Deciding what to work on next is the most challenging aspect of a startup.<...>

There's always so many good things you could be doing. But how do you prioritise all of these?

We all know that startups have to make do with scarce resources (time / money / both) initially, which means focusing on the highest value or highest impact tasks is the only way to move from A to B.

The challenge is one of chaos and finding some kind of framework within you can make sense of that chaos.

The framework that has tended to work for us at Receiptful has been to be as strict and rigid as possible in focusing on our priorities (something I try do in my personal life too). Whilst it's not without it's challenges, I wanted to share some thoughts on how we're handling this...

1. The One Metric That Matters

Since our launch in November last year, we've been fanatical about pursuing our One Metric That Matters: the number of receipts we're sending.

What this means is that we consider every decision or task with one set of questions: Does this help us to send more receipts? How significant is that impact?

Decisions, tasks, features or partnerships that have less favourable answers to those questions are automatically de-prioritized.

Where this would be most clear is looking at our 12 - 18 month strategy and also our 3 - 6 month roadmap (where we have confirmed tasks to complete for us to reach our strategic goals 12 or 18 months down the line).

We're not perfect at applying this framework, but it is a very strong guide in our decisions, which means I'd like to think that the majority of our decisions have been better than average (judged by our traction graph below).

2. Accept when things aren't linear

Okay, so we have a roadmap based on our one metric that matters and we have a very clear vision with longer-term strategic goals. But then reality strikes and the inevitable shit hits the fan.

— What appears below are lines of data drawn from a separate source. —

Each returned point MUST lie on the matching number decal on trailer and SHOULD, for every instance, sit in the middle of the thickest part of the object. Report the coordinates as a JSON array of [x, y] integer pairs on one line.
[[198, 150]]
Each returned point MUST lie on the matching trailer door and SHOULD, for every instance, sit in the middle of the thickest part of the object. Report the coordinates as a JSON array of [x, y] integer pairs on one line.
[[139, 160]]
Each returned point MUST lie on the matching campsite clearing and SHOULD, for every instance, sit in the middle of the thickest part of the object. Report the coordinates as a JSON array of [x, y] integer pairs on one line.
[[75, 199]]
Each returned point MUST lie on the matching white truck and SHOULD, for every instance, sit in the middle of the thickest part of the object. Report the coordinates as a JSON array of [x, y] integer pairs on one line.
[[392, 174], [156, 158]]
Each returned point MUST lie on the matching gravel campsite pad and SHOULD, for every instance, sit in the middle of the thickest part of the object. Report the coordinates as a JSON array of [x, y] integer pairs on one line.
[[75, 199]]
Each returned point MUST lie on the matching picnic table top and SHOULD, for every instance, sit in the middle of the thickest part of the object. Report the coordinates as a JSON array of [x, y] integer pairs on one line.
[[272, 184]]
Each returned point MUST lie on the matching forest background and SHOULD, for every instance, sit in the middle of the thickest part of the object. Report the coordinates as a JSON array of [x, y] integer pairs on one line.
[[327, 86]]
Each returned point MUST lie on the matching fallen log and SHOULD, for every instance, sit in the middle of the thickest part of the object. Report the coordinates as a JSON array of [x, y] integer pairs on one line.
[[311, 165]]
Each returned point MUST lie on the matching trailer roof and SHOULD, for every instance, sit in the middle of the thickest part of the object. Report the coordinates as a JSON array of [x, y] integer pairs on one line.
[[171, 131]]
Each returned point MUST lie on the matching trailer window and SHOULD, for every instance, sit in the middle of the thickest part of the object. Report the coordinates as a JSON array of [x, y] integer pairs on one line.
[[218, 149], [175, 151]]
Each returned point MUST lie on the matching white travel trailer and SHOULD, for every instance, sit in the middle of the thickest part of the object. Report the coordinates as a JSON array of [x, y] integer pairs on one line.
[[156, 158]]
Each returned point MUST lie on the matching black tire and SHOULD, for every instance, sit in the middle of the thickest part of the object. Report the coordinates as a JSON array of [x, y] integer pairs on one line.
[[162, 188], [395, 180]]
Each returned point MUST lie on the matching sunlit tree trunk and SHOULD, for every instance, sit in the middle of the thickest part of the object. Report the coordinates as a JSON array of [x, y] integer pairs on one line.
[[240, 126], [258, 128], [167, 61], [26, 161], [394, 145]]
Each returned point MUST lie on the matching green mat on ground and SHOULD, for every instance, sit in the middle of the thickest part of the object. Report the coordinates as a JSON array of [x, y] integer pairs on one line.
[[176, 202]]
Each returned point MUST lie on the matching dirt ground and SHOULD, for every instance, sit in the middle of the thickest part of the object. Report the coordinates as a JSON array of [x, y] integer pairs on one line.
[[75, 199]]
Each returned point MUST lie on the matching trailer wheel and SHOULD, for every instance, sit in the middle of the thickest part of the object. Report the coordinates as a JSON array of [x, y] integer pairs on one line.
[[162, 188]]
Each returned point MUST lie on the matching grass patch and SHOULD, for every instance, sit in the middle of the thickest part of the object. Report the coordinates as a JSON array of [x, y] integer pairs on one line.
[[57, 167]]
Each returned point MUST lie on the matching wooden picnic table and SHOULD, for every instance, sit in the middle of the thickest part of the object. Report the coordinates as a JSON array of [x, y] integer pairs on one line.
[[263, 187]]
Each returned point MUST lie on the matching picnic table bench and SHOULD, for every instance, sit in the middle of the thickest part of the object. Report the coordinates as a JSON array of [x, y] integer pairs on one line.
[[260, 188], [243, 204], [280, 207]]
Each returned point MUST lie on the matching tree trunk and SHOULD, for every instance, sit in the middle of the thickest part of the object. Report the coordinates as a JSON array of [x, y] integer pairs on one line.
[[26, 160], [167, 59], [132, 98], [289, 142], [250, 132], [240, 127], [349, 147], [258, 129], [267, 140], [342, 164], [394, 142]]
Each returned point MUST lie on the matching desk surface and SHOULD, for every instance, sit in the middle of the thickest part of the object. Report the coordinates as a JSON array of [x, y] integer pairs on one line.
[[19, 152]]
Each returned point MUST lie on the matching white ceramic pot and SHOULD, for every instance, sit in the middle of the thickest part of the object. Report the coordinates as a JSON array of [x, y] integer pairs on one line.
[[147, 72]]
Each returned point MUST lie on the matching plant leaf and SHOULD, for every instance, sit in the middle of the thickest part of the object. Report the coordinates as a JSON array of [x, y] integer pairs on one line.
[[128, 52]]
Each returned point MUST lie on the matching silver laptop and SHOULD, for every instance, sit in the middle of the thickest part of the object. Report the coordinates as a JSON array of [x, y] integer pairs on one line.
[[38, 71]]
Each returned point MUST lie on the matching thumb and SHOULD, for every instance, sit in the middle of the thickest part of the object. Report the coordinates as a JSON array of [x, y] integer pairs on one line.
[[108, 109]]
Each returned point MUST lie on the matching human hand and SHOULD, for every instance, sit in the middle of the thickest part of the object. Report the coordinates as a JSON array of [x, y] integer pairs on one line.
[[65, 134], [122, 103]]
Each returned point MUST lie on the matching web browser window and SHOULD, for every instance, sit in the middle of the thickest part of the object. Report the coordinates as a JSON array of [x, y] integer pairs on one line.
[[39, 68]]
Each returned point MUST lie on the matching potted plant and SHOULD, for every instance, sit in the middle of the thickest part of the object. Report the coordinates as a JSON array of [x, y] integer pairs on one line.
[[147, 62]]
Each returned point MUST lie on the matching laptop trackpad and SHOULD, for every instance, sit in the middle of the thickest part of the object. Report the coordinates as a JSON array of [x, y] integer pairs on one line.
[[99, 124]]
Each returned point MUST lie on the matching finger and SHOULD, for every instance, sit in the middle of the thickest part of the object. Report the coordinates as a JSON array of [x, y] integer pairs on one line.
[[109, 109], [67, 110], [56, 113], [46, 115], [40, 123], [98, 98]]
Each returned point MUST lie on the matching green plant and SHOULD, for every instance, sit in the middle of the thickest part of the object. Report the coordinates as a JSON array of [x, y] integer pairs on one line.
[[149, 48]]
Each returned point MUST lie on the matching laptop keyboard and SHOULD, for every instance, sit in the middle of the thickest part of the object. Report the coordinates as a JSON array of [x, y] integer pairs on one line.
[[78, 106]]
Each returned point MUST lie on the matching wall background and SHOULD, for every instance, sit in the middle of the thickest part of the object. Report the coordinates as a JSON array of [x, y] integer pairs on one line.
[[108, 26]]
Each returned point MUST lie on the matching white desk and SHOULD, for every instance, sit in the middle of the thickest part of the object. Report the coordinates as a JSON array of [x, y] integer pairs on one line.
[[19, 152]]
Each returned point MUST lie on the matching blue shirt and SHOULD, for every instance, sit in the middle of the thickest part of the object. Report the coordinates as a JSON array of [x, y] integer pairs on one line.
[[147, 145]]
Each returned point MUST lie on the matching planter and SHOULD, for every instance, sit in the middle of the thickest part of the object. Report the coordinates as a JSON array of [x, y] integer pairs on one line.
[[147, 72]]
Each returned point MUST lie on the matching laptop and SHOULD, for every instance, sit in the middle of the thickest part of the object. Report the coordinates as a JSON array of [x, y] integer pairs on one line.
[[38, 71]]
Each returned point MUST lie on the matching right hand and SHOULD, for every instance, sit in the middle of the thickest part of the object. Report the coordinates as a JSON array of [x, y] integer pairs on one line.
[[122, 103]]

What happens when you start adding product bugs (of varying severity) to the mix?

What about customer feedback (because we're supposed to be constantly talking to customers and learning how to make the product more valuable to them)? What if those learnings don't align with your roadmap?

What about partnerships or new opportunities? Sometimes things happen unexpectedly and you have the choice of whether you will augment your short- or medium-term roadmap accordingly.

Or what if your team just had some new ideas that strongly contradicts past ideas and potentialy tweaks your startup's hypothesis?

Add to the mix the absolute requirement to move as quickly as possible and you have chaos theory on your hands.

In my mind there's only one action to take here: accept it. There's no framework that can conclusively mix, match & prioritise all of those considerations. That's why you have a gut-feel and you'll need to fly by that intuition.

Acceptance comes before understanding.

3. Transparently communicate priorities

As founder, I'm the one that deals with the bigger picture the most often and it's naturally my responsibility to continue shaping our course and steering the ship accordingly.

So whilst the team are doing the real work of propelling the ship forward, I'm supposed to manage or prioritise their actions. Yet I'm no micro-manager (and don't believe that any startup founder should ever be).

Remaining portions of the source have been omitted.